The surface of Mars is now cold and dry, but it used to be covered with rivers and lakes, new evidence suggests, according to Space.com. Volcanic eruptions on the Red Planet could have caused a warm up, which would have helped water flow across the cold planet.

The atmosphere of early Mars was too thin to keep it warm and the sun was not as bright, according to Space.com, so Mars would not have had much chance to stay toasty. Scientists do believe, though, at one point, the planet had rivers and lakes.

"The problem of explaining the evidence for liquid water on early Mars has defied attempts to solve it for a very long time," lead study author and planetary geochemist at the Weizmann Institute of Science in Rehovot, Israel, Itay Halevy, told Space.com.

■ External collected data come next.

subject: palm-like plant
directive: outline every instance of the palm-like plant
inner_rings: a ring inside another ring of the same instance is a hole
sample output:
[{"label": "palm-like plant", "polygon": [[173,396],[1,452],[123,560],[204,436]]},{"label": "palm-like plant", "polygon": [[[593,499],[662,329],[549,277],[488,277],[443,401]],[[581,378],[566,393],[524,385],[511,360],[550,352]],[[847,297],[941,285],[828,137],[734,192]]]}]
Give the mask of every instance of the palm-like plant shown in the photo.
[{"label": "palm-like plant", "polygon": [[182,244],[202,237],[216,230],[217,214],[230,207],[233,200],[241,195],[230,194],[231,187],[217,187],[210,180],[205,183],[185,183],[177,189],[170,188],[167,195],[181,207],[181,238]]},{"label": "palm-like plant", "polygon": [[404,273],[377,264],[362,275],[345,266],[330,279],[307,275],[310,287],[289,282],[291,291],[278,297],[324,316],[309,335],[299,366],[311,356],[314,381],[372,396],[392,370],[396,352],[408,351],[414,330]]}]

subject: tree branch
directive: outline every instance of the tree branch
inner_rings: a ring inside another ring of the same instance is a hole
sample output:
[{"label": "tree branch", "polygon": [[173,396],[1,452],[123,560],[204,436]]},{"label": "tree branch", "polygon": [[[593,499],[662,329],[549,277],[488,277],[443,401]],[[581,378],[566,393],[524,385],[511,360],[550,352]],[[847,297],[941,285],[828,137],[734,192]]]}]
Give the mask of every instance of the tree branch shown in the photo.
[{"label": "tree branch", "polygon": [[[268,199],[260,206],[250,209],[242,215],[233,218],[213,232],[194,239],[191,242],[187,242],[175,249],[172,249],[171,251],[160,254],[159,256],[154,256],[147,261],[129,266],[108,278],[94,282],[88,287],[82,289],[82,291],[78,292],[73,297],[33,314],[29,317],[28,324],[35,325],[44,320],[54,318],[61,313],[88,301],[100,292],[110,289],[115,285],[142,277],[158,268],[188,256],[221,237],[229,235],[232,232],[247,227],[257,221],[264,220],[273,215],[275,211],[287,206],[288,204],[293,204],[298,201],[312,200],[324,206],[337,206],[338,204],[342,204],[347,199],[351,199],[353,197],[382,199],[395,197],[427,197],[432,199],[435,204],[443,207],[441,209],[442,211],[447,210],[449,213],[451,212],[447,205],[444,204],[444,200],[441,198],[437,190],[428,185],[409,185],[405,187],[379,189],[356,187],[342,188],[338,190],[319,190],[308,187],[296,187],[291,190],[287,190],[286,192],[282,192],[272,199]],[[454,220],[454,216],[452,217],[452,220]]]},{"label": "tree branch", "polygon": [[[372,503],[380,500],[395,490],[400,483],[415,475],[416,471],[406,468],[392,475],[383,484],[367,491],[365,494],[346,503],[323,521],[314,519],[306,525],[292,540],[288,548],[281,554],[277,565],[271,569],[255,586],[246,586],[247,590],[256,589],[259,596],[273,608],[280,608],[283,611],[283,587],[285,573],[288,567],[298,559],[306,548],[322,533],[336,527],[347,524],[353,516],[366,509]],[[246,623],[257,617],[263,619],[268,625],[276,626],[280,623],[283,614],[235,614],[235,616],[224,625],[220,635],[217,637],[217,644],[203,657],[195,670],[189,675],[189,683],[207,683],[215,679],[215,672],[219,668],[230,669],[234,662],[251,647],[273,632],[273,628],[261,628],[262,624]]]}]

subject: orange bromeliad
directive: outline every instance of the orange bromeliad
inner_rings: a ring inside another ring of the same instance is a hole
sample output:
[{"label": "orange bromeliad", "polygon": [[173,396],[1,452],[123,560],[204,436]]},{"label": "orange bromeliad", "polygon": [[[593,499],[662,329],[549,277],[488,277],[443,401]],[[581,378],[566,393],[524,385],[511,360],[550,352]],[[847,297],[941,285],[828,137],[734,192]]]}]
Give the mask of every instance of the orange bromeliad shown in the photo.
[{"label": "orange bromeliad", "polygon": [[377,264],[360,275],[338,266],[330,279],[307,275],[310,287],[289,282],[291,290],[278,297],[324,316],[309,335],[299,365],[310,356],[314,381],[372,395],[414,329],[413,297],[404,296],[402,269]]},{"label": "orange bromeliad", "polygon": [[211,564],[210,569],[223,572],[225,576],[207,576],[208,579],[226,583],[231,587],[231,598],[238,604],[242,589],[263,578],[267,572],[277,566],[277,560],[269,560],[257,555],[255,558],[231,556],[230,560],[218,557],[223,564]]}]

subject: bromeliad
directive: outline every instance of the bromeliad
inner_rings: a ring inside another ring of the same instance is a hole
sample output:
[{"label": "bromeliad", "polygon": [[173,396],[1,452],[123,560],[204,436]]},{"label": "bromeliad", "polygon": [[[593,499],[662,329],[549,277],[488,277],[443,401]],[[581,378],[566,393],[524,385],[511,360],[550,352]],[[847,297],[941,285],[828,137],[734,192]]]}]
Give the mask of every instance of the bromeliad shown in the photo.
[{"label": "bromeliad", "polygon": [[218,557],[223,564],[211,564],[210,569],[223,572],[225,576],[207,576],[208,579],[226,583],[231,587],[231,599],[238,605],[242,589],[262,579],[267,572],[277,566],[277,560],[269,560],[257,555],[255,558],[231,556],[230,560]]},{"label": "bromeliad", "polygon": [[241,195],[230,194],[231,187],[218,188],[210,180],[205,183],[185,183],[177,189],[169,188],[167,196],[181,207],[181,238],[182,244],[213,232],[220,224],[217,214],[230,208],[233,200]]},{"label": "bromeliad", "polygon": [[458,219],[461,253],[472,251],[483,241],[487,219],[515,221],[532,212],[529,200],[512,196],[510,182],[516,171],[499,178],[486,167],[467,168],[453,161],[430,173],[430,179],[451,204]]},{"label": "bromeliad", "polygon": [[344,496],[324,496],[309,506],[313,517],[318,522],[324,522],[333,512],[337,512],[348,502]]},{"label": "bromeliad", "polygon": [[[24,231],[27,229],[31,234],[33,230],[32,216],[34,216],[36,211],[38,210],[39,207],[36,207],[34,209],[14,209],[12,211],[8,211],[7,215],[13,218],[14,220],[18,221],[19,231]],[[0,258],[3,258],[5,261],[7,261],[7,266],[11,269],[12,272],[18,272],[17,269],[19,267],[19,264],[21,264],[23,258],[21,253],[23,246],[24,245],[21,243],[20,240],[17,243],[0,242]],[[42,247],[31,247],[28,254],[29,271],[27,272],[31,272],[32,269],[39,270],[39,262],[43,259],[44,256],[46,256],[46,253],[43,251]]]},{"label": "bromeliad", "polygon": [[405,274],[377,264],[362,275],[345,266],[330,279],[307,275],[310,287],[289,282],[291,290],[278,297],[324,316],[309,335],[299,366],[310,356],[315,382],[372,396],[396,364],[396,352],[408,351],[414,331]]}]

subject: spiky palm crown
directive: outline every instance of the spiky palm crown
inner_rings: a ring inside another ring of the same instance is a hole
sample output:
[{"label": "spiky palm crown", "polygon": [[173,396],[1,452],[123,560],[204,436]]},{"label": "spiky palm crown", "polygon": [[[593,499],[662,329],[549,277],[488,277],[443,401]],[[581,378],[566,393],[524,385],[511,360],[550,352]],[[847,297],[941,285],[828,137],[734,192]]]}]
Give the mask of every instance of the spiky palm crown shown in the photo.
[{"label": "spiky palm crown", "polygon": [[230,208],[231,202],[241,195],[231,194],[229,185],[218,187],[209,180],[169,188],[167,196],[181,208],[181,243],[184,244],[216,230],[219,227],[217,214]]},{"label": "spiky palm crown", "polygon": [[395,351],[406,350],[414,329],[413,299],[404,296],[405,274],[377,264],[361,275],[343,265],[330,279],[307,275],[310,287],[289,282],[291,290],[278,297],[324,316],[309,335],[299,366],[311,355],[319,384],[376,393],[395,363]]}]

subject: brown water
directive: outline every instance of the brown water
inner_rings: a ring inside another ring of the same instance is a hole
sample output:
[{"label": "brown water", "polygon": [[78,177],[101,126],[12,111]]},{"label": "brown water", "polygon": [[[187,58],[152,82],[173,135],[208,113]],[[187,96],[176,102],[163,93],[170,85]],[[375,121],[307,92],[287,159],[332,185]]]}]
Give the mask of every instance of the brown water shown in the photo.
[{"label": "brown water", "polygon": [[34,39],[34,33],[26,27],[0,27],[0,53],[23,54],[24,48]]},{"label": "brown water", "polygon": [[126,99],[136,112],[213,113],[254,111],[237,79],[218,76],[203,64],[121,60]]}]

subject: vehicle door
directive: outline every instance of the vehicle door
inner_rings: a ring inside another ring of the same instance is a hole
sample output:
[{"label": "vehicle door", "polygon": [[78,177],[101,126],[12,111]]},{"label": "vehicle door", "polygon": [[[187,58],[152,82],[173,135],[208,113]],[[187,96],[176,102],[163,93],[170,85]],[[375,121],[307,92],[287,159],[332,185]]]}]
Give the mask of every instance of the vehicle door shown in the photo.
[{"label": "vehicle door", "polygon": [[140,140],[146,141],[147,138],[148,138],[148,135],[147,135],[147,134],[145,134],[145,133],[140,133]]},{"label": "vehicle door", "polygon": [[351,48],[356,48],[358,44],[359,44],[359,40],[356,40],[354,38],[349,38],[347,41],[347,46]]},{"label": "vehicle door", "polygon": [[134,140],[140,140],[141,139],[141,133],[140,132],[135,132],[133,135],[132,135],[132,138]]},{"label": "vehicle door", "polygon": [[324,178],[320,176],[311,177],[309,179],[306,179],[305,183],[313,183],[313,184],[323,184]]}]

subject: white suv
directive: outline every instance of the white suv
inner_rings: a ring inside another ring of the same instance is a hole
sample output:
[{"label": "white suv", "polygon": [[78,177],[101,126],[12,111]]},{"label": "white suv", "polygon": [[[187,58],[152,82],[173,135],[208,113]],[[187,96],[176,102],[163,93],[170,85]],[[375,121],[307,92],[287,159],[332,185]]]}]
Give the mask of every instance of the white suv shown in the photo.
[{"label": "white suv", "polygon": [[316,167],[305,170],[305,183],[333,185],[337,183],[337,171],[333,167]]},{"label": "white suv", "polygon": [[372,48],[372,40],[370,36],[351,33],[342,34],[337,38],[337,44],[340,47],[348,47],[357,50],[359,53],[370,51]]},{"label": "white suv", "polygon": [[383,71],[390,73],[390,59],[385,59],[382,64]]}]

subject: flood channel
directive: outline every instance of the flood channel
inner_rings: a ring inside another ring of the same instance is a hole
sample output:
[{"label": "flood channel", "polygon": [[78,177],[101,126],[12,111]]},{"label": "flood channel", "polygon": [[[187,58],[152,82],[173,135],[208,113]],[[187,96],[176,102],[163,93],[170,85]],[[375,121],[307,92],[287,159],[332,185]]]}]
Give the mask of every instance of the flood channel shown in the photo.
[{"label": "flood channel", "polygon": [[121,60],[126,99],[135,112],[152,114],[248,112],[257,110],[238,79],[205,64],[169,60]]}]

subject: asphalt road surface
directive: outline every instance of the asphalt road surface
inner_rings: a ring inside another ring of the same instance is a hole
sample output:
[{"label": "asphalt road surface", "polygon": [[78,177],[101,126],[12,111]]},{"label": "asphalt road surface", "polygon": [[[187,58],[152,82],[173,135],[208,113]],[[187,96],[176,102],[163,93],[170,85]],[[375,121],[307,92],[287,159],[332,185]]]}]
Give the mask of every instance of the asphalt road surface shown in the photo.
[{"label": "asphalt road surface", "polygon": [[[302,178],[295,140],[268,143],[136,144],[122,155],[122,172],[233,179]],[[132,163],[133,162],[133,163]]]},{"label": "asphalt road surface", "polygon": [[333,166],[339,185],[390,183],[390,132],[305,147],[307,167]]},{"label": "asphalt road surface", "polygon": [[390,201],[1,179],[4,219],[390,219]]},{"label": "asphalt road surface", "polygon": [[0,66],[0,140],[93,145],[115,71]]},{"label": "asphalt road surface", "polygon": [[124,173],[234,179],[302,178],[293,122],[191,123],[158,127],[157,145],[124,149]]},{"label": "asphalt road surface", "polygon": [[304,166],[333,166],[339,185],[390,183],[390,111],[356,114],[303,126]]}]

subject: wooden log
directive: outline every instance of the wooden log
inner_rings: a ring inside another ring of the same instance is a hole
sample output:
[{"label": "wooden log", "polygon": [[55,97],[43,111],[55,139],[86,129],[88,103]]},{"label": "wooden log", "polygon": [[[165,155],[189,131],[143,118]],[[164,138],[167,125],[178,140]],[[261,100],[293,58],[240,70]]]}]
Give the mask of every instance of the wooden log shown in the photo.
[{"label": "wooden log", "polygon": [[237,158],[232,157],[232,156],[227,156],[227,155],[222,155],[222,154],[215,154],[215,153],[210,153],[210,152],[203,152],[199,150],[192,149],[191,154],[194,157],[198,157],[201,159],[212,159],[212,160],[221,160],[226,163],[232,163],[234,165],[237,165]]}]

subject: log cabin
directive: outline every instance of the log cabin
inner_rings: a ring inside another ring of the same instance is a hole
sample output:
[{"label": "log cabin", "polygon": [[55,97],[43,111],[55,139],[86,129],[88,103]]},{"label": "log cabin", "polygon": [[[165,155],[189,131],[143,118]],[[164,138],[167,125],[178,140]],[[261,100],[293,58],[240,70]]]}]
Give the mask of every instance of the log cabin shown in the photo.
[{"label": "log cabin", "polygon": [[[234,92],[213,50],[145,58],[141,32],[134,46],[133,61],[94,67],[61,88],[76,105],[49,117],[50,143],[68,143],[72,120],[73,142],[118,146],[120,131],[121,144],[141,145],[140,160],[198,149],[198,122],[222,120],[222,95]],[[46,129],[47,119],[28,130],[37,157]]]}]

However, now research shows that volcanic activity caused greenhouse gas emissions, providing an insulation to trap heat. Every eruption would have heated Mars for "decades or even centuries," according to Space.com.

Large, powerful volcanos were active on early Mars causing geological features that date back to 3.7 billion years ago. On Earth, volcanic activity leads to cooling because ash and sulfuric acid reflect the sunlight. On Mars, the dusty atmosphere could have coated the ash and sulfuric acid particles, keeping the reflection of the sun's rays at a minimum. Martian volcanoes also produce the greenhouse gas sulfur dioxide, helping the planet heat up.

"The reason that no prior work has seen similar effects is that no prior simulation of Mars' early climate included both dust and sulfuric acid," Halevy told Space.com.

"This model for Mars' early climate is like 'Brigadoon,' the Scottish village that appears for one day every hundred years," Halevy said. "For a few decades every several millennia, an eruption so large goes off that the atmosphere changes, the climate warms, the rivers flow and the lakes fill. Then, as the eruption dies off, things slowly relax back to their cold, icy, sleepy state for a few more millennia until the next biggie."

Scientists compare early Mars' atmosphere to the McMurdo Dry Valleys in Antarctica.

"The average yearly temperature in the Antarctic Dry Valleys is way below freezing, but peak summer daytime temperatures can exceed the melting point of water, forming transient streams, which then refreeze," said study co-author James Head from Brown University in Providence, R.I. "In a similar manner, we find that volcanism can bring the temperature on early Mars above the melting point for decades to centuries, causing episodic periods of stream and lake formation."

"Life in Antarctica, in the form of algal mats, is very resistant to extremely cold and dry conditions and simply waits for the episodic infusion of water to bloom and develop," Head said. "Thus, the ancient and currently dry and barren river and lake floors on Mars may harbor the remnants of similar primitive life if it ever occurred on Mars."

The scientists published their findings on Nov. 17 in the journal "Nature Geoscience."